Look out for this energetic four-piece, they are developing as a force to be reckoned with on the Cambridge scene.
In the movies we had Vincent Price, Charlton Heston, Will Smith….and now Gavin Chappell-Bates will empathise with being the last person alive on Earth on his much-anticipated second album ‘The Last One’, due out later this year. As a precursor to that we have ‘Lovely Day’, an acoustic guitar-driven romp that is presumably an early track on the album, full of exuberance lyrically and musically, before the ‘end of the world’ scenario kicks in.
A folk-rocky vibe from the backing band glides along nicely underneath while a multi-voiced and blissfully unaware Gavin projects endless optimism about what is to come, with a nice mellow middle eight too. Recorded with an as-live production, the mix is spot-on.
I always enjoy his videos; this one is filmed at Cambridge tree-filled beauty spot Wandlebury and features some of Gavin’s musical comrades portraying woodland animals.
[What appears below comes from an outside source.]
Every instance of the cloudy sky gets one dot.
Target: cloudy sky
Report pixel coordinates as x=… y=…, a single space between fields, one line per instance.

It is all satisfyingly bonkers and reminiscent of those late 1960s promo films for the psychedelic leanings of Pink Floyd’s ‘Arnold Layne’ and mid-period Beatles, with lots of speeded-up movement and quick jump-cuts, what’s not to like?
(admire the beautiful original artwork on the sleeve too, drawn by Ali Chappell-Bates…)
As once-famous retail names disappear from the High Street they are rarely celebrated in popular song, although we do have ‘…Saturday’s girls work in Tescos and Woolworths..’ by The Jam, ‘Man At C&A’ by The Specials, ‘Freeman Hardy & Willis Acid’ by SquarePusher and Van Morrison sang ‘…the orange boxes are scattered against the Safeway Supermarket in the rain…’ as he gazed out on ‘St Dominics’s Preview’.
On a release from their forthcoming album ‘English Tapas’, The Sleaford Mods commemorate the demise of department store stalwart British Home Stores last year with a combination of low-fi electrobeat and a lyric of personal paranoia. Starting near the bins in an alleyway (sounds a bit like the back area near the Cambridge BHS?) our hero is weighed down with problems ‘…we’re going down like BHS, while the abled bodied vultures monitor and pick at us…’. Peppered with subtle references as to the causes ‘…Laying on a boat mate look at you (Look at you!)…’ we even get a namecheck for TV sitcom royalty ‘…we are the Baldricks son, and Blackadders….’
A fitting tribute to the end of an era, check out the video too…
Gavin Chappell-Bates returns to his musical roots for this rocking new single, the opening track from the 2016 album ‘We Are The Ones’,
The video version begins with birdsong in a quintessential English churchyard, then the shock…a gravestone cross commemorating the demise of Gavin? But don’t worry, he is firing on all cylinders as the guitars crash in for an all-out celebration of his musical influences and the simply stated logic of the importance of ‘rock and roll’.
Like many tracks on the album the hookline is strong and the relentless pace of the song still allows time for a guitar solo and bass break. The Manic Street Preachers get a reference ‘All I learnt was from my own Holy Bible…’, made explicit in the video as the priest flicks through some influential CDs, also including Suede, Led Zep and the Beatles. Definitely not a conventional priest, rolling pages of the prayer book for a use probably not sanctioned by the Church as well as ending up with a non-traditional twist on clerical garb….it is all great fun and in these enlightened times not likely to cause the controversy of Madonna and her ‘Like A Prayer’ video??
But back to the music, it is a compact, gutsy track and it sounds great live!